7. The system according to claim 6, wherein the request processing module comprises a judging unit, a triggering unit, and a request processing unit;

the judging unit is used for judging whether the node receiving the request is the node for creating the thin volume or not when the node receives the request for accessing the thin volume; the triggering unit is used for triggering the node for creating the reduced volume to perform request processing; and the request processing unit is used for forwarding the request to the node for creating the thin volume when the judging unit judges that the node for receiving the request is not the node for creating the thin volume.

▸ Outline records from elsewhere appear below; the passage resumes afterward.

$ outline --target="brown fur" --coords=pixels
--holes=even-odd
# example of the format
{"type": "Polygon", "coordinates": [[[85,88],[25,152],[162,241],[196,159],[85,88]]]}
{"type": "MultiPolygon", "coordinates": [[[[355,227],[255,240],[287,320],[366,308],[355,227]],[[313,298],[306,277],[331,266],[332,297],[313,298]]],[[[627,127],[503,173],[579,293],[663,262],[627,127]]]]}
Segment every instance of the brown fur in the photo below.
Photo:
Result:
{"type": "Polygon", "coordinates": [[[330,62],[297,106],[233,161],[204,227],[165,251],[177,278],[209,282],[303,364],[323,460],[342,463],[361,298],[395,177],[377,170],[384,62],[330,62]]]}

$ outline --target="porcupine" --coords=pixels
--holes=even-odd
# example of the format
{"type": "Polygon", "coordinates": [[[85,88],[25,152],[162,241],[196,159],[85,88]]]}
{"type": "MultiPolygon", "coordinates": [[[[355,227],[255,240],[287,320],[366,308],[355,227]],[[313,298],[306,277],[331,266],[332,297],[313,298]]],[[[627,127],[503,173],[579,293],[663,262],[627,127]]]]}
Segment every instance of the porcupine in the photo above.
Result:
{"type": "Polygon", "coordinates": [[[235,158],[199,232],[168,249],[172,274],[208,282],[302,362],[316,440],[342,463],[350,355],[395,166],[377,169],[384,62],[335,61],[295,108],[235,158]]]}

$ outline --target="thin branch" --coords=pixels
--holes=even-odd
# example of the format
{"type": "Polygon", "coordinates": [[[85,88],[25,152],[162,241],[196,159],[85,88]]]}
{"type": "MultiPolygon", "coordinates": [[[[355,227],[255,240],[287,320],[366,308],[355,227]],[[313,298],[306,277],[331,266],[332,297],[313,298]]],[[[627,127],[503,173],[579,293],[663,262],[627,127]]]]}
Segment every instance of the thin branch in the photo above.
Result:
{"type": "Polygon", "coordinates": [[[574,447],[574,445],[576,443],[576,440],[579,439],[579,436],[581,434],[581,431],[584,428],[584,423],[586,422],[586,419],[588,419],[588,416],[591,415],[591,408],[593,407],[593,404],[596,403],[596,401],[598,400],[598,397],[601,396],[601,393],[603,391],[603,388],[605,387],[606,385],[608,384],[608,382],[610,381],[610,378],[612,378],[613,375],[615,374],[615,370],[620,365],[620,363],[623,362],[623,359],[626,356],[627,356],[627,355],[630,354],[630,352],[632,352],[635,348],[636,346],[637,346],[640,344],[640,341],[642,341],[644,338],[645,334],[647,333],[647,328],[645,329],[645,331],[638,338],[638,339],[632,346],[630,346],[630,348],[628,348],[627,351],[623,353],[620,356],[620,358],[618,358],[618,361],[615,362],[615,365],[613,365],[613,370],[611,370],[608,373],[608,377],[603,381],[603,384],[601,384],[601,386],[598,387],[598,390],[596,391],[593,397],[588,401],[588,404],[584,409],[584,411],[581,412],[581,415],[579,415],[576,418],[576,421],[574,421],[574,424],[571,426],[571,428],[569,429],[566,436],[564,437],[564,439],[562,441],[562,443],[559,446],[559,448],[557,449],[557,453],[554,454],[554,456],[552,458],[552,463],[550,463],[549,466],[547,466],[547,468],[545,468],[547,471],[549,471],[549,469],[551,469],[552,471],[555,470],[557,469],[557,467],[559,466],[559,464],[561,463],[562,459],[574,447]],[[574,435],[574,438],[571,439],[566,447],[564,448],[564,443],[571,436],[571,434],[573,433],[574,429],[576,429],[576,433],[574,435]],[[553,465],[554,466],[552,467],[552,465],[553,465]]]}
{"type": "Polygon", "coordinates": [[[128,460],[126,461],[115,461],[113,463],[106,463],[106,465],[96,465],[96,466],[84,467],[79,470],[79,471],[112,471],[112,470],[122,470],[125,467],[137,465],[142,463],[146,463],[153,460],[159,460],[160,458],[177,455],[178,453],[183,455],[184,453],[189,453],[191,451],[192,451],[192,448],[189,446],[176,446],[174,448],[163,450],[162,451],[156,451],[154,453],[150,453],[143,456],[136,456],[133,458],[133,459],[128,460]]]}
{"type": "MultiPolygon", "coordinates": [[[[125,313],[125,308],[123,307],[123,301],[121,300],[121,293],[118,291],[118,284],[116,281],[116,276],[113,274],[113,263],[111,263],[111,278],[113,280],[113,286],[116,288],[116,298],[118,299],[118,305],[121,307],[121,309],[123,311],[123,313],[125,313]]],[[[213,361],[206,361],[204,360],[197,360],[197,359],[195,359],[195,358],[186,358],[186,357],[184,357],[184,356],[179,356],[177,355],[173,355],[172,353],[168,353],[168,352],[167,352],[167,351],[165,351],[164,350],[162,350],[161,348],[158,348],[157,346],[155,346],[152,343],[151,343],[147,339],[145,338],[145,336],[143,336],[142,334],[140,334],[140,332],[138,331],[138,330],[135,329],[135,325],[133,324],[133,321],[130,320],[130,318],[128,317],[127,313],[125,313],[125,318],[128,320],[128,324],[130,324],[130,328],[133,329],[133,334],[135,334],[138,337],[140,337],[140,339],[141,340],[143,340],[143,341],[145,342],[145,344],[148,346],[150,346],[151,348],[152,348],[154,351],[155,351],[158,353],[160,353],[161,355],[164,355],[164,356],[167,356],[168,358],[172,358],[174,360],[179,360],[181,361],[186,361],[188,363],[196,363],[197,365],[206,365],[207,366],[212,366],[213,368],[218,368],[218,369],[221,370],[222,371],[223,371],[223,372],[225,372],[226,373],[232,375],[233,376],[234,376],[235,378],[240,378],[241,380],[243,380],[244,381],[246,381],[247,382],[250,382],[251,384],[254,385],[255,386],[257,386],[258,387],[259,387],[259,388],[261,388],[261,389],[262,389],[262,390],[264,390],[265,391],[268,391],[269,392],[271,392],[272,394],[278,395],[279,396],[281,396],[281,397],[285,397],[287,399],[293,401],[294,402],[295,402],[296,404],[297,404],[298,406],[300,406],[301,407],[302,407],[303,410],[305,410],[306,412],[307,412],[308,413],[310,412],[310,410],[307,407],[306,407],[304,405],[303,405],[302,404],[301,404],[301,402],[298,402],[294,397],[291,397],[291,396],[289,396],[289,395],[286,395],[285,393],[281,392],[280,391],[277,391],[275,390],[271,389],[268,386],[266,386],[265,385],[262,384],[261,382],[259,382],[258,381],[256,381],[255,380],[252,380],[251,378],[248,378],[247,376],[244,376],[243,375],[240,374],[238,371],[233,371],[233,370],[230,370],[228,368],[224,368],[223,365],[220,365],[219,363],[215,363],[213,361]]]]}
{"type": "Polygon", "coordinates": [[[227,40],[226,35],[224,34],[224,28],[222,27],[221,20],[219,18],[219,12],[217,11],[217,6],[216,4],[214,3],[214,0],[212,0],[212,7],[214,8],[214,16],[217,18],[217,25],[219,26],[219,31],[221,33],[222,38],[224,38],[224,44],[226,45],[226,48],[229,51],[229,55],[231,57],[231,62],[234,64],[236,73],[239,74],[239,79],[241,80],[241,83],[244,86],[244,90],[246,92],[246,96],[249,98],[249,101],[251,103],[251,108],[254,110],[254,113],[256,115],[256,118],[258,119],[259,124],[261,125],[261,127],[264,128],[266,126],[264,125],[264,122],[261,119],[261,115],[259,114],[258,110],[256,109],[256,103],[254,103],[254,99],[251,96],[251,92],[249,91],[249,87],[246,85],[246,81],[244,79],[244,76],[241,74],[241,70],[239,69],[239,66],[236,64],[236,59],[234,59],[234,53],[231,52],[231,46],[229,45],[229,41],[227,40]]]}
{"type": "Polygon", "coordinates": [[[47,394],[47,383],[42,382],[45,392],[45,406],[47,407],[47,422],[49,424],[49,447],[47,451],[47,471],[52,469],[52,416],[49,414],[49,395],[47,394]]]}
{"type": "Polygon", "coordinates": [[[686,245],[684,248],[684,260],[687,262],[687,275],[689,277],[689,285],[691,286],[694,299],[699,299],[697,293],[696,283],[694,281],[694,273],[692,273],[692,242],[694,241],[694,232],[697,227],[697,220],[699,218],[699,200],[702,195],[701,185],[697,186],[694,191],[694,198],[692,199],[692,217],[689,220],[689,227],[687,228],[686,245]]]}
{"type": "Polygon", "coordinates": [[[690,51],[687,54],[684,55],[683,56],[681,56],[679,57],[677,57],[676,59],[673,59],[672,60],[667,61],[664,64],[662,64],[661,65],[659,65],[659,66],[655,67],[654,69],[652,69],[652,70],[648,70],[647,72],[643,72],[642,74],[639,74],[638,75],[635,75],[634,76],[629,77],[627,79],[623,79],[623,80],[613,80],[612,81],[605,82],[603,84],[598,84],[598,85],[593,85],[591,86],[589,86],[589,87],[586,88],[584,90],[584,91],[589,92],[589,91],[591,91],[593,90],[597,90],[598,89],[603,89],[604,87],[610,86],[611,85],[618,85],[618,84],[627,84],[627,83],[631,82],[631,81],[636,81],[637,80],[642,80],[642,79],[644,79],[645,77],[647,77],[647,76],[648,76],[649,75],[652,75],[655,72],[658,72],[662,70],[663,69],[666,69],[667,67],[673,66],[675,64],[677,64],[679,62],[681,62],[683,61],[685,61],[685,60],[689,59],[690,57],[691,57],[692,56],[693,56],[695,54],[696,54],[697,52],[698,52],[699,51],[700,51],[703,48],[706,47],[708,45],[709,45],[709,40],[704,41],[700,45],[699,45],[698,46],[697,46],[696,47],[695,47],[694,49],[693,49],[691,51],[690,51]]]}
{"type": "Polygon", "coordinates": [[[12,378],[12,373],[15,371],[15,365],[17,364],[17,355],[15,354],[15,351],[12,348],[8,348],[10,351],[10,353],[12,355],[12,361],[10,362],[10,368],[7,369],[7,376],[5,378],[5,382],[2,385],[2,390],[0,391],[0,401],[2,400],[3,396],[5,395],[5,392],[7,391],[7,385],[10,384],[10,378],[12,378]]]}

8. The full flash system data management system of claim 7, wherein the node failure processing module further comprises a metadata processing unit;

the setting unit is also used for setting the domain where the fault node is and the associated domain into a silent state when the fault node is recovered from the fault state; the node domain processing unit is also used for exiting the new standby node from the domain where the fault node is located, and adding the node with the fault recovery into the domain where the node is located before the fault; the switching unit is also used for switching the main node of the fault domain reduced volume back to the node recovering the fault from the original standby node of the domain where the fault node is located; the metadata processing unit is used for discarding the metadata of the fault domain reduced volume stored by the new standby node; and the mirror image processing unit mirrors the metadata of the reduced volume of the fault domain from the original standby node of the domain where the fault node is located to the node recovering the fault.